Seorang muslim bukanlah orang yang merasa puas dengan keshalihan dirinya
sendiri. Ia akan terus berusaha untuk menyebarkan hidayah Allah kepada segenap
manusia. Amanah ini tertuang dalam ayat-Nya: “Serulah ke jalan Rabbmu dengan
hikmah dan nasihat yang baik.” (An-Nahl:
125)
Rasulullah saw. juga
bersabda, “Jika Allah memberi petunjuk kepada
seseorang dengan usaha Anda, maka hal itu pahalanya bagi Anda lebih
dibandingkan dengan dunia dan segala isinya.” (al-hadits)
Kelima, amanah untuk mengukuhkan kalimatullah di muka bumi. Tujuannya
agar manusia tunduk hanya kepada Allah swt. dalam segala aspek kehidupannya.
Tentang amanah yang satu ini, Allah swt. menegaskan:“Allah telah mensyariatkan bagi kamu tentang agama apa
yang telah diwasiatkan-Nya kepada Nuh dan apa yang telah Kami wahyukan kepadamu
dan apa yang telah Kami wahyukan kepada Ibrahim, Musa, dan Isa, yaitu:
Tegakkanlah agama dan janganlah kalian berpecah-belah tentangnya.” (Asy-Syura: 13)

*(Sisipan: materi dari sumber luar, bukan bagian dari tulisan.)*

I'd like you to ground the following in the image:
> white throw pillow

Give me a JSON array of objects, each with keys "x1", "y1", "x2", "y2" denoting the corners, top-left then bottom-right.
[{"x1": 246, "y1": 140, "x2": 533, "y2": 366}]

Keenam, amanah tafaqquh fiddin (mendalami agama). Untuk dapat
menunaikan kewajiban, seorang muslim haruslah memahami Islam. “Tidaklah
sepatutnya bagi orang-orang yang beriman itu pergi semuanya (ke medan perang).
Mengapa tidak pergi dari tiap-tiap golongan di antara mereka beberapa orang
untuk memperdalam pengetahuan mereka tentang agama.” (At-Taubah: 122)
“Dan
Allah telah berjanji kepada orang-orang yang beriman di antara kamu dan
mengerjakan amal-amal yang shalih bahwa dia sungguh-sungguh akan menjadikan
mereka berkuasa di muka bumi, sebagaimana Dia telah menjadikan orang-orang
sebelum mereka berkuasa, dan sungguh Dia akan meneguhkan bagi mereka agama yang
telah diridhai-Nya untuk mereka, dan Dia benar-benar akan menukar (keadaan)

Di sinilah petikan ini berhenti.